Carlos se vuelve a reir, y le dice a Mirtha «pagale a este», me da la mano y se va. Mientras Mirtha abre la caja, me acerco a la otra señora, le pido que se acerque y le estampo un beso en la mejilla. Las mujeres se ríen. Le regalo a cada una un pico dulce que llevo siempre conmigo en el bolsillo de adentro del saco. Me pagan y me voy.

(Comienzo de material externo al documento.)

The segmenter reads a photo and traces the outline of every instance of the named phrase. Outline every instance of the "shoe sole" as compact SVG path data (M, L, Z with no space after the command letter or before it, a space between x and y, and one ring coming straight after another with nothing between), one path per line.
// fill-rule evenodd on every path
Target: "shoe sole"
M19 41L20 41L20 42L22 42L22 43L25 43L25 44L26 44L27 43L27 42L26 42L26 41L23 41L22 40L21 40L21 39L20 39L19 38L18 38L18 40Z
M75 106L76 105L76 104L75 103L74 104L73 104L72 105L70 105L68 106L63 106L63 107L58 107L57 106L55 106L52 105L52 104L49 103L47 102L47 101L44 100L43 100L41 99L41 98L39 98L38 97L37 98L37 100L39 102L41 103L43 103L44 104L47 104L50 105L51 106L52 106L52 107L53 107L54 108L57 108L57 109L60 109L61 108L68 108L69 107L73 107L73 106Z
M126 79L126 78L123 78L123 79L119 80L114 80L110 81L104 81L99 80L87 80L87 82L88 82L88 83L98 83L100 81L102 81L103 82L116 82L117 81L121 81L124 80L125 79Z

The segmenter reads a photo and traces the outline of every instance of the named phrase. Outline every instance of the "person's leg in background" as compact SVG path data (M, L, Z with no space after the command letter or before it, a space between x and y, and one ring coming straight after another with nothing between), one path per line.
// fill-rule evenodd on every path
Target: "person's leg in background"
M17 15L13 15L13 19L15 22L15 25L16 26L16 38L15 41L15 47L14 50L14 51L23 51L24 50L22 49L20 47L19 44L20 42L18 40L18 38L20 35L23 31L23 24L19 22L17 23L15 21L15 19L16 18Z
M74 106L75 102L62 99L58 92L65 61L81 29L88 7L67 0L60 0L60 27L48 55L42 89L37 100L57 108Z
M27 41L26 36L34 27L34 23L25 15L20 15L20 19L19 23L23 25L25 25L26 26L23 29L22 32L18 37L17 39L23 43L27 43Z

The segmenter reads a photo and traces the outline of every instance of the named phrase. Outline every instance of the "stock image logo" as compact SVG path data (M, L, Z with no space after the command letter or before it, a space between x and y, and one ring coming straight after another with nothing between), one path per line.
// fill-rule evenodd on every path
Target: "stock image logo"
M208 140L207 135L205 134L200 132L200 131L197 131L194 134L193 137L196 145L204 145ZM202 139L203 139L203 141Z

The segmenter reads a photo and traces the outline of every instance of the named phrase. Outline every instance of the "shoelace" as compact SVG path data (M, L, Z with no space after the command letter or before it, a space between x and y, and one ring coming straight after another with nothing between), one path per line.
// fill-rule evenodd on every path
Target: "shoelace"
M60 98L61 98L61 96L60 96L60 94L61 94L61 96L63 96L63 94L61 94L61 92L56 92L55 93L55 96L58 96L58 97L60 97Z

Es 24 de abril, el cumple de Nana. Son las 10 de la noche. Llegue hace unas horas a Capital, y para darle la sorpresa a mi hermana, me fui a pasar las horas a lo de mi abuela. Dormí toda la tarde como un bebe.  Mande un par de mensajes a mis amigos avisando que hoy hay reencuentro en «Mvseo», pero que no digan nada a nadie. Ahora, estoy en la puerta de mi casa de Villa del Parque, con una ramo de flores, esperando que Nana abra la puerta. Hace dos días, salí de la perfumeria de Mirtha, me subí a un taxi y me fui directo a la terminal a sacar el pasaje. Volví a la oficina, puse la caja de los perfumes vacía arriba del mostrador con la plata de la venta de los perfumes, menos el pasaje y mi comisión, y le dije a Guimo que me iba.

Guimo se enojo, pero después se dio cuenta que ya tenia el pasaje. Me pregunto como lo hice.

– Viste que nos dicen que de cada 10, uno compra?
– Si…
– Bueno, de cada 51 perfumerías que entras, 50 te putean y una… una te compra. Es una cuestión de constancia y estadística.